Kroatien: Keine Bildungs-Privilegien mehr für Veteranenkinder
21. Dezember 2006Verstoß gegen Gleichheitsprinzip
Das umstrittene Privilegierten-Gesetz war Anfang 2005 in Kraft getreten. Ihm zufolge hatten Kinder von gefallenen, gefangenen oder vermissten "Verteidigern des Heimatkrieges", Kriegsinvaliden und Freiwilligen das Recht, sich direkt an Mittel- und Hochschulen einzuschreiben – ohne Prüfung, nur mit der Voraussetzung, dass sie die erforderliche Punktzahl beziehungsweise das jeweilige Klassenziel erreicht hatten. Dieses Gesetz sei verfassungswidrig, sagten diejenigen, die den Antrag auf Überprüfung gestellt hatten. Es widerspreche dem Prinzip der Gleichheit aller vor dem Gesetz in einem Rechtsstaat, dem Recht auf Schul- und Hochschulbildung sowie dem Selbstbestimmungsrecht von Forschung und Lehre.

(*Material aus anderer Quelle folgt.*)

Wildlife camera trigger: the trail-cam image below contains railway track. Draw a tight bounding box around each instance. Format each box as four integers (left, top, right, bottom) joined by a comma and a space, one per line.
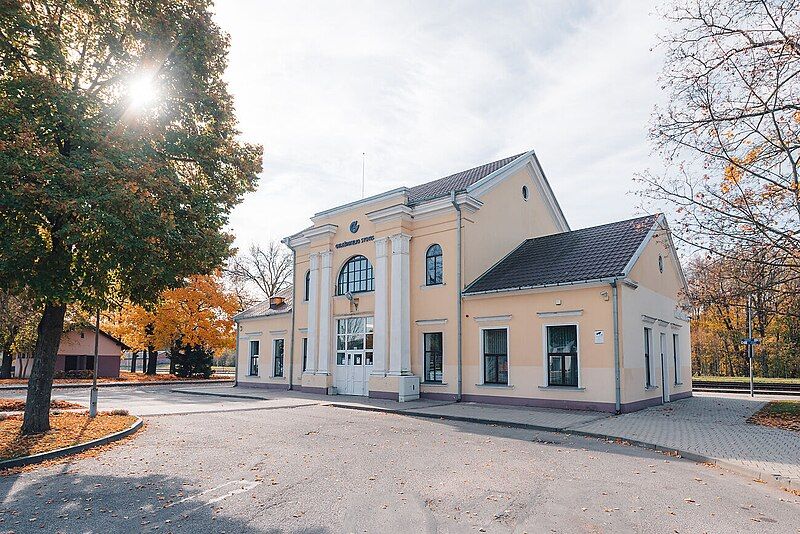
692, 380, 800, 397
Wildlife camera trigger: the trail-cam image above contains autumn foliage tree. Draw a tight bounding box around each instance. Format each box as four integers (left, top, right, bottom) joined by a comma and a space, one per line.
641, 0, 800, 274
0, 0, 261, 434
105, 275, 239, 374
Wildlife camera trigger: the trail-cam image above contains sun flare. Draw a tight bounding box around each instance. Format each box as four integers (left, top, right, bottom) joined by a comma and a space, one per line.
128, 76, 158, 109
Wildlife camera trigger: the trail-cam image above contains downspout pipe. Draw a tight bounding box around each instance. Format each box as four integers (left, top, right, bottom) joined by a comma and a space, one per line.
283, 245, 297, 391
610, 279, 622, 415
450, 190, 464, 402
233, 321, 239, 387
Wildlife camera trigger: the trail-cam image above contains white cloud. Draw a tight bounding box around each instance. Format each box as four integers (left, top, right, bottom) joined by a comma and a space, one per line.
216, 0, 660, 246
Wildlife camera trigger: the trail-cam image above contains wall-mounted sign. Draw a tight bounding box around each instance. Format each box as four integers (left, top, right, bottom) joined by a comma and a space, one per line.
334, 235, 375, 248
594, 330, 605, 345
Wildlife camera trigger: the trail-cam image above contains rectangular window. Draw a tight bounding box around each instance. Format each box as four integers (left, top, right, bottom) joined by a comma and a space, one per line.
483, 328, 508, 385
547, 325, 578, 387
250, 341, 259, 376
272, 339, 283, 377
672, 334, 681, 385
423, 332, 442, 383
644, 327, 653, 388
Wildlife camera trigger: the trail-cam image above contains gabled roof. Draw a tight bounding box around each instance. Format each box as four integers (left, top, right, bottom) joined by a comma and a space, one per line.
408, 152, 527, 205
233, 286, 292, 321
464, 214, 661, 295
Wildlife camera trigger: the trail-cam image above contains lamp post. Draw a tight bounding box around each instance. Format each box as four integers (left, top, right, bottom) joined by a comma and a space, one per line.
89, 308, 100, 417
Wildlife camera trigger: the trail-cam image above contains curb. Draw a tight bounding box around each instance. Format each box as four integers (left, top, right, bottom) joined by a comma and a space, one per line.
326, 402, 800, 489
169, 389, 271, 400
325, 402, 567, 433
0, 378, 233, 391
0, 417, 144, 471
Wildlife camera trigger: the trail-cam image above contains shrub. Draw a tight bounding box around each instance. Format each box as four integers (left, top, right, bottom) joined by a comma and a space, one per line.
169, 344, 214, 378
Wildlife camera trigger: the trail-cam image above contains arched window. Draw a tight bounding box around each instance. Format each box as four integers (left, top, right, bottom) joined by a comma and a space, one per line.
425, 244, 442, 286
336, 256, 375, 295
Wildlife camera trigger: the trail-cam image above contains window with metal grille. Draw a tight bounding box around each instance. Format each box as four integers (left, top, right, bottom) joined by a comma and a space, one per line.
547, 325, 578, 387
272, 339, 283, 377
423, 332, 442, 383
336, 256, 375, 295
483, 328, 508, 384
250, 341, 259, 376
425, 244, 444, 286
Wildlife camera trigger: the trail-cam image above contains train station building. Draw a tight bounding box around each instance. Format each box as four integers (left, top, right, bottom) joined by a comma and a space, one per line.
236, 151, 691, 412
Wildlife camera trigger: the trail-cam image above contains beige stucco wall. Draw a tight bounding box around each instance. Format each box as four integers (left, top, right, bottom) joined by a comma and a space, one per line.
463, 166, 559, 284
236, 313, 296, 387
463, 285, 614, 403
620, 236, 692, 403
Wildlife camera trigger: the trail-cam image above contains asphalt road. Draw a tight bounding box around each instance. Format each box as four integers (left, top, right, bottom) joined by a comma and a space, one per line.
0, 388, 800, 534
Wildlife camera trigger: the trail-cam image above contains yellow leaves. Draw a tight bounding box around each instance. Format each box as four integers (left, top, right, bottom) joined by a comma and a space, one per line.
101, 275, 238, 356
720, 147, 761, 194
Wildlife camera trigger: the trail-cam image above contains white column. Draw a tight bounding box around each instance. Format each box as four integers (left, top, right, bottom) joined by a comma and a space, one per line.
305, 252, 319, 375
389, 234, 411, 375
372, 237, 389, 375
317, 250, 333, 375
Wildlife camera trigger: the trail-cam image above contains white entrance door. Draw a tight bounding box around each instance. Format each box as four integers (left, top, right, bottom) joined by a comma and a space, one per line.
661, 333, 669, 402
334, 317, 373, 395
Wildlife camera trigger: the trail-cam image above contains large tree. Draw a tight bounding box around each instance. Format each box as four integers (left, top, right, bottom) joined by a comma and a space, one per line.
103, 275, 239, 373
0, 0, 261, 434
227, 241, 293, 308
643, 0, 800, 275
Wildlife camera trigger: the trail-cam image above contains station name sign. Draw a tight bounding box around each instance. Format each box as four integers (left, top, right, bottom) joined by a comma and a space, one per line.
334, 235, 375, 248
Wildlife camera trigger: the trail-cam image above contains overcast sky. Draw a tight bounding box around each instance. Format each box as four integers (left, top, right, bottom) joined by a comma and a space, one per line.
216, 0, 663, 251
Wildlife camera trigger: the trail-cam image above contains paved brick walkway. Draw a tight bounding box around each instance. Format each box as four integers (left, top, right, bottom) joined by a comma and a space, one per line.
571, 396, 800, 487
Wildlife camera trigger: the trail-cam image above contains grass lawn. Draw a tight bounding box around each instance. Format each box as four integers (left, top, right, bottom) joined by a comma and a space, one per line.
692, 376, 800, 384
0, 399, 86, 412
0, 371, 228, 386
747, 401, 800, 432
0, 412, 136, 460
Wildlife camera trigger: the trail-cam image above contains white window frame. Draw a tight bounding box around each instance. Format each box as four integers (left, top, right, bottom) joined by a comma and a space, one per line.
269, 337, 286, 378
542, 322, 583, 389
247, 338, 261, 376
641, 326, 656, 390
419, 330, 447, 386
478, 325, 513, 388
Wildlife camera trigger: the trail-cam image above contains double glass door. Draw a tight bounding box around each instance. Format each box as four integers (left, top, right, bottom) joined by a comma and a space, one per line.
335, 317, 374, 395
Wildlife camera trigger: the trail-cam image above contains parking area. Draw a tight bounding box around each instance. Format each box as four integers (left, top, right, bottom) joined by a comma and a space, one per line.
0, 388, 800, 533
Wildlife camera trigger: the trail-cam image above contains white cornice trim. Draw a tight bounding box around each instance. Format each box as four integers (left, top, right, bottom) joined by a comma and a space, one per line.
412, 192, 483, 219
367, 204, 412, 223
414, 319, 447, 326
473, 314, 511, 323
536, 309, 583, 317
311, 187, 409, 222
303, 224, 339, 239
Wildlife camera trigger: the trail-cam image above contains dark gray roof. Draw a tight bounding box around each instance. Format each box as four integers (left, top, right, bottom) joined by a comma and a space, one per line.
464, 214, 660, 294
233, 286, 292, 321
408, 152, 527, 204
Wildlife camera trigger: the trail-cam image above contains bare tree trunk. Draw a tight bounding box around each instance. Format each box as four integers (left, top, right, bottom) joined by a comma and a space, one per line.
22, 302, 67, 436
145, 346, 158, 375
0, 343, 12, 378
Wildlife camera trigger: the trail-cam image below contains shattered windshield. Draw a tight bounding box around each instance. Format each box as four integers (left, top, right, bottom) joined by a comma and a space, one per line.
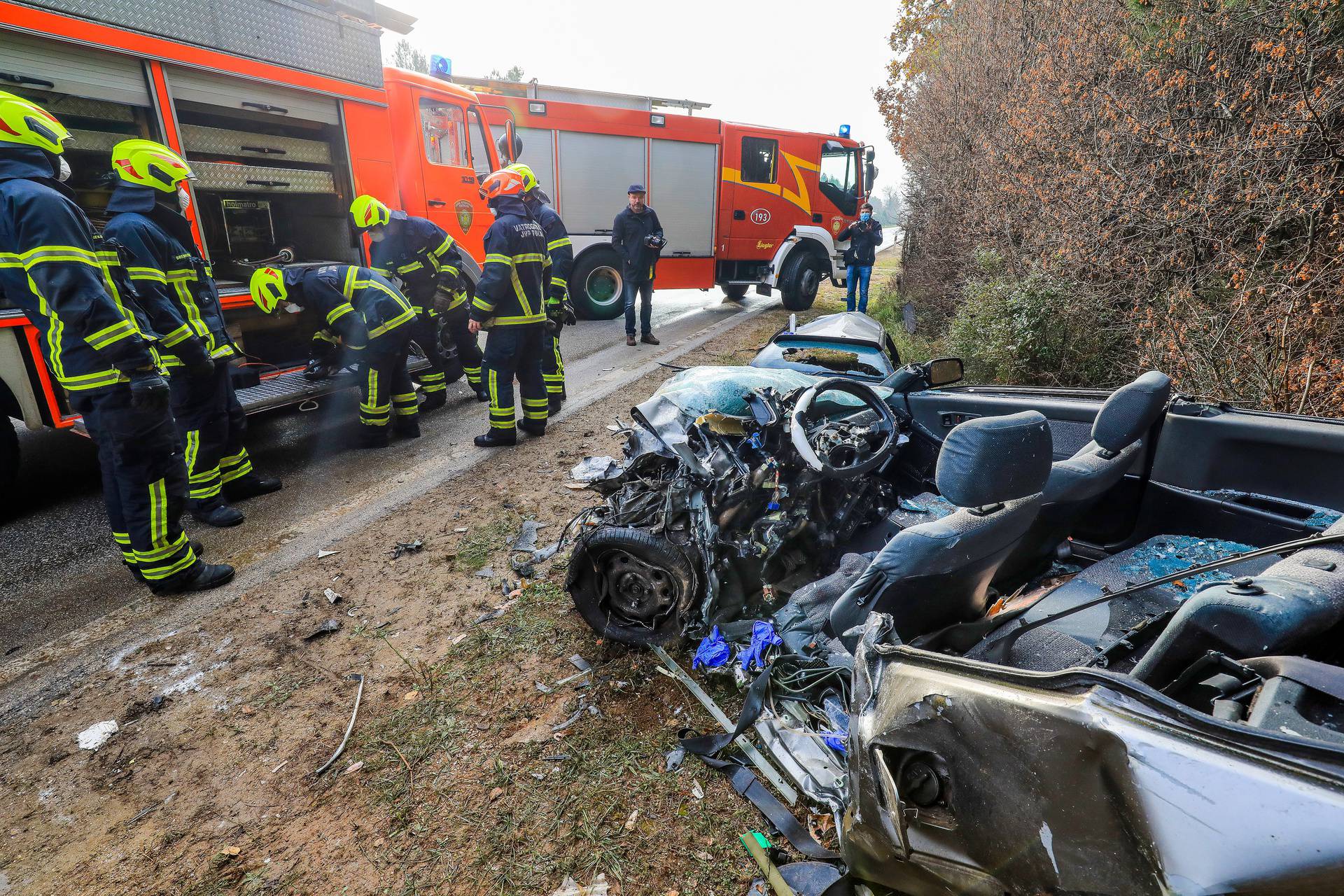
752, 340, 891, 379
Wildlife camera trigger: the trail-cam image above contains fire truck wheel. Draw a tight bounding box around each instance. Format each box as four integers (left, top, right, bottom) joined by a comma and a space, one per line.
0, 416, 19, 493
570, 248, 625, 321
780, 250, 822, 312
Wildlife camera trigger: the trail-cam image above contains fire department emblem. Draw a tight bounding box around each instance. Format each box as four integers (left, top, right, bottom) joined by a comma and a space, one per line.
453, 199, 476, 234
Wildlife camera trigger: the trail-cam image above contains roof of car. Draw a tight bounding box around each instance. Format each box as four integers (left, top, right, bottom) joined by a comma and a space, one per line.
776, 312, 886, 349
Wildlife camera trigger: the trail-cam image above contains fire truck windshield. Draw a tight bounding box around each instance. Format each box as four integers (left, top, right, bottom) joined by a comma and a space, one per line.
820, 142, 859, 215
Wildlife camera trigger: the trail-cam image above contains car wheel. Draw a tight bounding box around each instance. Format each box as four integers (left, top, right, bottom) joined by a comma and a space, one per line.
0, 416, 19, 494
566, 525, 697, 646
570, 248, 625, 321
780, 250, 822, 312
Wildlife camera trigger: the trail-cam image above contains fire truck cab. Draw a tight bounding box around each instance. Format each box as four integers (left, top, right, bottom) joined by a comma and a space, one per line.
468, 78, 876, 318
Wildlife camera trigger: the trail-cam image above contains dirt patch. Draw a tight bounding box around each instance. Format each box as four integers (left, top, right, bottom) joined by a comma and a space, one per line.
0, 304, 833, 895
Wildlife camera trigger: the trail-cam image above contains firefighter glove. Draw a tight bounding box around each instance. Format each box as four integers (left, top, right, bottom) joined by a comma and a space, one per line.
130, 367, 168, 411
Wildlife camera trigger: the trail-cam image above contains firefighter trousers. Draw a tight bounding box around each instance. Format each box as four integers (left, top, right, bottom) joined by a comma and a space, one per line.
70, 383, 196, 586
484, 323, 548, 433
168, 360, 253, 510
542, 330, 566, 398
355, 332, 419, 433
441, 302, 484, 388
412, 312, 462, 395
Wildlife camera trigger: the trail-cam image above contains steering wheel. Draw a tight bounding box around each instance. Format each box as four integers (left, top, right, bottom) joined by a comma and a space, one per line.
789, 376, 900, 479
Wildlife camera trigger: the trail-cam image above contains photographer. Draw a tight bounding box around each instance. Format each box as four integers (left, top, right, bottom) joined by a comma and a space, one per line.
612, 184, 666, 345
836, 203, 882, 314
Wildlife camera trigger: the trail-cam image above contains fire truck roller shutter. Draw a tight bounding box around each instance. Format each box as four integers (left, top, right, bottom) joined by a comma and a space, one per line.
0, 31, 152, 107
648, 140, 719, 258
554, 130, 642, 237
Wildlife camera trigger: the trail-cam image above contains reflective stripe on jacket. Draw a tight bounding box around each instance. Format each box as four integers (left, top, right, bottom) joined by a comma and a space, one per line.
0, 145, 155, 391
470, 196, 551, 326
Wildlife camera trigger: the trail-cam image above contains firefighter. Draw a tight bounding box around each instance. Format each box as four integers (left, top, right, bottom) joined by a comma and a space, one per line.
469, 168, 551, 447
508, 162, 574, 415
349, 195, 484, 411
104, 140, 281, 526
0, 91, 234, 594
251, 265, 419, 449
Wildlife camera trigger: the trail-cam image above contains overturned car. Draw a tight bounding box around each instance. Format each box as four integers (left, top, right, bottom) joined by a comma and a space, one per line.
568, 314, 1344, 896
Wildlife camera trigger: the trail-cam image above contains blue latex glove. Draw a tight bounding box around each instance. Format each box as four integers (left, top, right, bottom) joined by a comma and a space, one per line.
739, 620, 783, 671
691, 626, 732, 669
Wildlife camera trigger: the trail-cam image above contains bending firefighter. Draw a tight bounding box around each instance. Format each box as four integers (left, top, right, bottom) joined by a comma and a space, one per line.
470, 169, 551, 447
0, 91, 234, 594
508, 162, 575, 414
104, 140, 281, 526
349, 195, 486, 411
251, 265, 419, 447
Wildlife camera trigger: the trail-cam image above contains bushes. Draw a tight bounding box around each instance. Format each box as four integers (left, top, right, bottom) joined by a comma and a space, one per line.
878, 0, 1344, 415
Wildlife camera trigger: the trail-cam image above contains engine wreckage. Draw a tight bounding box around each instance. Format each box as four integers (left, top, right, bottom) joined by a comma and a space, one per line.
567, 314, 1344, 896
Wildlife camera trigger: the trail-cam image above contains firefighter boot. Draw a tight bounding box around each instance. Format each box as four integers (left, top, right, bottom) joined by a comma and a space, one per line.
475, 427, 517, 447
225, 473, 284, 501
152, 563, 234, 594
188, 501, 247, 529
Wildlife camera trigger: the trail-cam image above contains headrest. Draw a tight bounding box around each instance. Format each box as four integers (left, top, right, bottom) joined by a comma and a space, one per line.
1093, 371, 1172, 454
934, 411, 1054, 507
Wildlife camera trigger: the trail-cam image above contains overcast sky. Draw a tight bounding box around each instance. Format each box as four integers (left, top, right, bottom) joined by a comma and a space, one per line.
383, 0, 899, 200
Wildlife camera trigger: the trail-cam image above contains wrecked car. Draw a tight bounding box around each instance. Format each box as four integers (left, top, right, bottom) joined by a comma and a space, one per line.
568, 312, 1344, 896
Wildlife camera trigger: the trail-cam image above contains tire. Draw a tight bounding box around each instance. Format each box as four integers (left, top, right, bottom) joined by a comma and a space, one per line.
780, 248, 824, 312
570, 248, 625, 321
566, 525, 700, 646
0, 416, 19, 494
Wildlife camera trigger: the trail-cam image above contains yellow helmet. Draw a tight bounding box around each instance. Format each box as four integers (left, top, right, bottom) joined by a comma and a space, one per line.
504, 161, 540, 193
111, 139, 195, 193
349, 193, 393, 234
0, 90, 71, 156
250, 267, 289, 314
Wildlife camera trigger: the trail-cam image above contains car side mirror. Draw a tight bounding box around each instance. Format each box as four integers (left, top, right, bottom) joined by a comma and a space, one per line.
929, 357, 965, 388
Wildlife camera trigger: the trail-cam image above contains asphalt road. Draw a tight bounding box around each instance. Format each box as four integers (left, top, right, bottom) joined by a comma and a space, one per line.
0, 290, 776, 661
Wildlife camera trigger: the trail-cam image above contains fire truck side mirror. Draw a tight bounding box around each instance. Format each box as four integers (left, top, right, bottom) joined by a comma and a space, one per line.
495, 121, 523, 165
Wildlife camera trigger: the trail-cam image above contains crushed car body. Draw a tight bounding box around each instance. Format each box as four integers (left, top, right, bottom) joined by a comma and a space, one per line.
568, 314, 1344, 896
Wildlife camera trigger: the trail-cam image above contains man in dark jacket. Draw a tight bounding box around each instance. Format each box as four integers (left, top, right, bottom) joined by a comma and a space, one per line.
836, 203, 882, 313
104, 140, 281, 526
469, 168, 551, 447
612, 184, 666, 345
251, 265, 419, 449
349, 193, 484, 411
0, 91, 234, 594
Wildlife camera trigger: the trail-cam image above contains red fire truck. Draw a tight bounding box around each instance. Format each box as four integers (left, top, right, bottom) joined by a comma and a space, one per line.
460, 79, 876, 318
0, 0, 864, 493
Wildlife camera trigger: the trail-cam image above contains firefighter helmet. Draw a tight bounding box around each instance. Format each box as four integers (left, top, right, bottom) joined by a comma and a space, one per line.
349, 193, 393, 234
250, 267, 289, 314
481, 168, 527, 202
111, 140, 195, 193
504, 161, 540, 193
0, 90, 74, 156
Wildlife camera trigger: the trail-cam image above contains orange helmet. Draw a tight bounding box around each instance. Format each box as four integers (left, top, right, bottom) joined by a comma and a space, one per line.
481, 168, 527, 202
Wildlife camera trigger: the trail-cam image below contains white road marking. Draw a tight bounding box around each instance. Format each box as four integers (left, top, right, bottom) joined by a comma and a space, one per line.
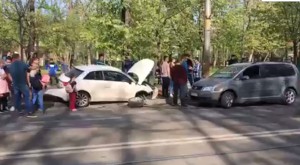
0, 129, 300, 160
26, 116, 122, 124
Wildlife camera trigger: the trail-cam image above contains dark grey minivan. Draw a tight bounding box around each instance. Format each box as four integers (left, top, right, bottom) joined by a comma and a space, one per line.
189, 62, 300, 108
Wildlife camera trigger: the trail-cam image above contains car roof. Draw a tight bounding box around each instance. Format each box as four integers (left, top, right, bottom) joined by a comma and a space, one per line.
75, 65, 122, 72
253, 61, 292, 65
231, 62, 293, 66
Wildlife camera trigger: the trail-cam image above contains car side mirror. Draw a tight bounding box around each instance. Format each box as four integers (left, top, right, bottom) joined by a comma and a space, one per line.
240, 76, 250, 81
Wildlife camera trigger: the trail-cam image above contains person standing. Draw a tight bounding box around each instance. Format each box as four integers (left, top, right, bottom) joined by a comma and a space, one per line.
169, 58, 176, 97
30, 58, 45, 113
8, 53, 36, 117
46, 58, 58, 85
182, 54, 194, 86
61, 57, 70, 73
3, 55, 15, 111
171, 58, 188, 107
63, 75, 77, 112
0, 60, 9, 113
161, 56, 170, 98
193, 60, 202, 82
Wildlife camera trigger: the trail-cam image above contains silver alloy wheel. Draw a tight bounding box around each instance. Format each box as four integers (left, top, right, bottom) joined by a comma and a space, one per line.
284, 89, 296, 104
76, 92, 89, 107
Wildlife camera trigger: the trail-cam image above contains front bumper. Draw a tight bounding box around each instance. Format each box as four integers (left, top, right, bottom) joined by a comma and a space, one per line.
189, 89, 222, 103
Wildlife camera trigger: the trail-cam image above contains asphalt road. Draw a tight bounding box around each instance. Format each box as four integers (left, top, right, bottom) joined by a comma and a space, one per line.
0, 100, 300, 165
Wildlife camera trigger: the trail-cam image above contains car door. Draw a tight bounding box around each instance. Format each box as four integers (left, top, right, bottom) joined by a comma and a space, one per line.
103, 71, 136, 101
78, 71, 107, 102
238, 65, 262, 100
260, 64, 284, 98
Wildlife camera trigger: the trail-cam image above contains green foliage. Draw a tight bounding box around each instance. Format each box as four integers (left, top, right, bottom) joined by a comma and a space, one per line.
0, 0, 300, 63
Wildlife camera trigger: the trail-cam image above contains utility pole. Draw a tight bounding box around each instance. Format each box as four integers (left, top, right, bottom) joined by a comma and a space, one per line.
202, 0, 211, 77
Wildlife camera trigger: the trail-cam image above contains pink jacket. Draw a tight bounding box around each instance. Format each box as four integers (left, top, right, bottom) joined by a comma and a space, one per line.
161, 62, 171, 77
0, 69, 9, 94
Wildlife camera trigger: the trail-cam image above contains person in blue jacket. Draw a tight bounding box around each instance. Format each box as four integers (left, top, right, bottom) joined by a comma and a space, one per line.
46, 58, 58, 85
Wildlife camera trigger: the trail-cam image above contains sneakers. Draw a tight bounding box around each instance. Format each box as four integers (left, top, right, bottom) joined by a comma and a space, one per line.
9, 106, 15, 112
26, 113, 37, 118
0, 109, 9, 113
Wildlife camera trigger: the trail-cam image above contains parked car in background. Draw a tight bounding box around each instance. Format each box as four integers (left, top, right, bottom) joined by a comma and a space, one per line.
45, 59, 154, 107
189, 62, 300, 108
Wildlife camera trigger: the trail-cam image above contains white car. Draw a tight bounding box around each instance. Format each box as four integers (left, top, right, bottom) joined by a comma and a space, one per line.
45, 59, 154, 107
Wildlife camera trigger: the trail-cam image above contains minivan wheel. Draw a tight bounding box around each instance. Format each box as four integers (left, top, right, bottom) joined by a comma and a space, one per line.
220, 91, 235, 109
76, 92, 90, 107
284, 88, 296, 105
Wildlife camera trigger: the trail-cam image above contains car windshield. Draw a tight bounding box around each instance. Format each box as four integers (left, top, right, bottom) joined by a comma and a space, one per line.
210, 65, 247, 79
65, 68, 83, 77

Akademische Selbstbestimmung missachtet
Die Verfassungsrichter haben dem Einspruch stattgegeben und das Gesetz aufgehoben. In ihrer Begründung heißt es unter anderem, dass Mittel- und Hochschulen allen Interessierten zu gleichen Bedingungen und entsprechend ihren Fähigkeiten zugänglich sein müssten. Dies sei ein in der Verfassung garantiertes Recht. Es ließe keine Ausnahmen zu und es sei auch nicht vorgesehen, dass jemand bei der Einschreibung aus irgendeinem anderen Grund begünstigt werde. Den Verfassungsrichtern zufolge habe der Gesetzgeber nicht das Recht gehabt, Veteranen-Kinder bevorzugt zu behandeln. Außerdem sei durch das Gesetz gegen die Selbstbestimmung der Universität verstoßen worden. Die Richter beriefen sich dabei auf das Gesetz über Wissenschaftliche Tätigkeiten und Hochschulbildung. Diesem zufolge gehört die Immatrikulation von Studenten zu den Grundlagen der akademischen Selbstbestimmung, die der Staat nicht einschränken darf.
Kampfansage des Veteranenverbandes
Die kroatische Regierung gab sich von der Entscheidung des Verfassungsgerichts überrascht. "Wir werden keinesfalls Unordnung in die Entscheidungsbereiche der Universitäten bringen", sagte Ministerpräsident Ivo Sanader, "aber wir vergessen natürlich auch nicht die Verdienste, die diese Familien bei der Schaffung, Verteidigung und Befreiung Kroatiens hatten." Die Veteranenorganisation HVIDRA ließ verlauten, sie sei "schockiert" über die Entscheidung des Verfassungsgerichts. Das Kroatische Helsinki-Komitee, die Universität in Zagreb und der Unabhängige Wissenschafts- und Hochschulverband hätten übermäßig Druck ausgeübt. Bei der bevorzugten Einschreibung handle es sich nicht um ein "Privileg", sondern nur um einen "Vorteil". Die HVIDRA kündigte rechtliche Schritte gegen die Aufhebung des Gesetzes und eine öffentliche Debatte an.